Rare Commentary On Cesalpino's Cardiology
[Cesalpino] TAURELLO, Nicolaus. Alpes Caesae, Hoc est, Andreae Caesalpini Itali, Monstrosa & Superba Dogmata Scriptum acre, acutum & limatum, Philosophiae studiosis ad enodandas & enucleandis controversias & disputationes Physicas difficilimas admodum utile & necessarium. Frankfurt, Zacharias Palthenius, 1597.
Large 8vo. [11.5 x 18.25 c,], (4) ff., 39 (1), 1069 pp., without final blank. Bound in 18th-century calf, rubbed, spine in 6 compartments, 5 with intricately tooled princely crown, gilt morocco title label in 6th. Some punctures and tears to spine and covers. Owership inscription of Karl Friedrich Dingelstadt, dated 1740, Halberstadt on front end pastedown, along with some bibliographic remarks, most likely in his hand. Earlier ownership inscription of Matthias Tiling on title, as well as J. Vogt (?) 1732. A handful of marginal comments and some neat underlining; small paper flaws on pp. 135/6, 567/68 affecting a few words on each; some foxing and spotting on title and scattered leaves, with light browning and occasional waterstaining to others. Notwithstanding, a good copy in a handsome, if worn, 18th-century binding.

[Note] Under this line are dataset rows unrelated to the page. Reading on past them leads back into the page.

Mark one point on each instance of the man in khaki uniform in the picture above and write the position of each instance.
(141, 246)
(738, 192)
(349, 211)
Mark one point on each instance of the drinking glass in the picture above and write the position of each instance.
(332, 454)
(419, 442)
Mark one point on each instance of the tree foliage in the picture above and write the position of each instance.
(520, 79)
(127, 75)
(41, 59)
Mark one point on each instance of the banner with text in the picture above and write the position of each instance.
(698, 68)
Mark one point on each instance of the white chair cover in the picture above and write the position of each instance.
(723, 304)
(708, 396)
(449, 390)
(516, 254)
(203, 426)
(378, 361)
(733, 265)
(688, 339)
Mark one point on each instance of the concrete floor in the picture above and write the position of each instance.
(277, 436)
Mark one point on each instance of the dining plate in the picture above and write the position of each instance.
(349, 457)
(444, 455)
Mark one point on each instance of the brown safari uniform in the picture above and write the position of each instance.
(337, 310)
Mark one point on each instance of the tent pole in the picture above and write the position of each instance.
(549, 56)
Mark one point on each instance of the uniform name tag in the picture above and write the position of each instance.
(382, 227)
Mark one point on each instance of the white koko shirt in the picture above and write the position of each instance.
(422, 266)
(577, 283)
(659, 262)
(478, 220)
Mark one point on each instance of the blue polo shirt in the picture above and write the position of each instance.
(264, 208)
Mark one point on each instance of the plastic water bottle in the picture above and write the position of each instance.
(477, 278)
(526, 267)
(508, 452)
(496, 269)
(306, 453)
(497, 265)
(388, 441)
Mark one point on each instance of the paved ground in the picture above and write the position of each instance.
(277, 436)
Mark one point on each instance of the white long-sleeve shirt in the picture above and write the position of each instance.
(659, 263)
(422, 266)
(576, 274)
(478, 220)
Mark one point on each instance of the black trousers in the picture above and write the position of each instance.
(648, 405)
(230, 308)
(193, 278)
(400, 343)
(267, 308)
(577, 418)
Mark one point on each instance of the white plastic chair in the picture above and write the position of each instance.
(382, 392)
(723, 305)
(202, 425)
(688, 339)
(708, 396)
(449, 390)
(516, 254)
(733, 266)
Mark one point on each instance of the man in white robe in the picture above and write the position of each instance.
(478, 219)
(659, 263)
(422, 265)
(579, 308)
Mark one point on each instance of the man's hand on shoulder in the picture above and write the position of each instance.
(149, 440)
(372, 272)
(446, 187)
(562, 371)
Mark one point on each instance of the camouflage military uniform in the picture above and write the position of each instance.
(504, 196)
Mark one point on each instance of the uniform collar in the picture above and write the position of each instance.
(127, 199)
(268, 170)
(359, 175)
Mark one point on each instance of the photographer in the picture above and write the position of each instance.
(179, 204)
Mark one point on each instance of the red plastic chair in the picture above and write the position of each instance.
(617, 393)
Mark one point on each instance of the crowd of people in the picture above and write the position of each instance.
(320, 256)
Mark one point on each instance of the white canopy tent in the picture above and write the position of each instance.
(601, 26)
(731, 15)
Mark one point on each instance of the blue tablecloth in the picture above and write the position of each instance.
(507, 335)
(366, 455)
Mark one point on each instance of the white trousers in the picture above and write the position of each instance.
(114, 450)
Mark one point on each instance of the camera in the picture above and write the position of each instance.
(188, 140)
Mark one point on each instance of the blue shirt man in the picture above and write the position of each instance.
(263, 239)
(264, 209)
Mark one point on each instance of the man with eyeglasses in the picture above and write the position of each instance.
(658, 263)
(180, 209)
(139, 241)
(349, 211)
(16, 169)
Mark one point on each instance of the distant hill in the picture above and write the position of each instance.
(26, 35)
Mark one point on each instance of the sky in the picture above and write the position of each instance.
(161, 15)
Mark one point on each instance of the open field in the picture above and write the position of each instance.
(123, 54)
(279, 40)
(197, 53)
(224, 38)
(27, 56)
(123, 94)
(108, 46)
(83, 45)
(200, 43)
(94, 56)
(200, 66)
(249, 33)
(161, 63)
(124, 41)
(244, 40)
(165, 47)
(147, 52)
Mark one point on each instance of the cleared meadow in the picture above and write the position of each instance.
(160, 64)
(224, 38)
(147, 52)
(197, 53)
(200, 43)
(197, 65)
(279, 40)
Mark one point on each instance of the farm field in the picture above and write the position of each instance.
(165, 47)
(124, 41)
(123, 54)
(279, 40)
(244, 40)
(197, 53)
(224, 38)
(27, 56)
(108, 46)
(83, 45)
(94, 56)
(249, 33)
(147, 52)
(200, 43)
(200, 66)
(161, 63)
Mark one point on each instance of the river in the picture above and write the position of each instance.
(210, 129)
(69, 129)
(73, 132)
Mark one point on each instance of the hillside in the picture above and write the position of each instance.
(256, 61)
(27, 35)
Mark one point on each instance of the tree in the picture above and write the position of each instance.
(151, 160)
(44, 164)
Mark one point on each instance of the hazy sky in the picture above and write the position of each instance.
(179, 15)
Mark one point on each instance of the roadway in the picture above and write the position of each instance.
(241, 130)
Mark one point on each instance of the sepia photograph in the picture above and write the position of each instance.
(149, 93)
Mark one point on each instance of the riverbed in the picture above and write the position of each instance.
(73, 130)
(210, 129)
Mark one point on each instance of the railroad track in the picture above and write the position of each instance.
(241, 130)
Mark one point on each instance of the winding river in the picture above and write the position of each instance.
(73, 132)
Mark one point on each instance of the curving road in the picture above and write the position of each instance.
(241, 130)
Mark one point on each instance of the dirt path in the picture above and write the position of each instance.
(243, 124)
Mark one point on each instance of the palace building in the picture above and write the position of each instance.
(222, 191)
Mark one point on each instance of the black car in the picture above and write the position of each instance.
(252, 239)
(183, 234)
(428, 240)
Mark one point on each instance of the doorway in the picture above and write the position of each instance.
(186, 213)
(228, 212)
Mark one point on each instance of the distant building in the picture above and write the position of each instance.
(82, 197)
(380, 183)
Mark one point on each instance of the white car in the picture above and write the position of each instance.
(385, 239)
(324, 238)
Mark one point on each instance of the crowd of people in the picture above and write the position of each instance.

Rare first edition of this commentary on Cesalpino's Peripeteticarum Quaestionum (1571) by Nicolai Taurelius, Professor of Medicine and Philosophy in Altdorf, of interest for the contemporary reception of Cesalpino as well as the spread of his doctrines outside of Italy. The work takes the form of a classical commentary, with detailed textual discussion of each topic in Cesalpino?s text, and it accordingly contains a section on the heart (pp. 849-903). It is this section which concerns that part of Cesalpino's work for which he is definitely credited with coining the phrase "circulation of the blood", and is sometimes credited with anticipating Harvey. Although a natural outgrowth of the commentary tradition or the living practice of academic disputation, it is relatively unusual to see such a thorough treatment accorded a contemporary author (Cesalpino 1519-1603).
Taurellus (1547-1606) wrote widely on philosophy and medicine. He presided at a thesis credited to one Gregorius Sytschius on the heart in 1585. A shadowy figure, he was recently the subject of a Polish language monograph: Stefan Folaron, Listy Mikolaja Taurellusa 1547-1606 (1994).
NUC lists Boston Public, Columbia, NLM, and College of Physicians (Phila). OCLC adds Harvard Divinity School.
* Adams T-280; not in Durling; see U. Viviani, Vita ed opere di Andrea Cesalpini (Arezzzo 1923).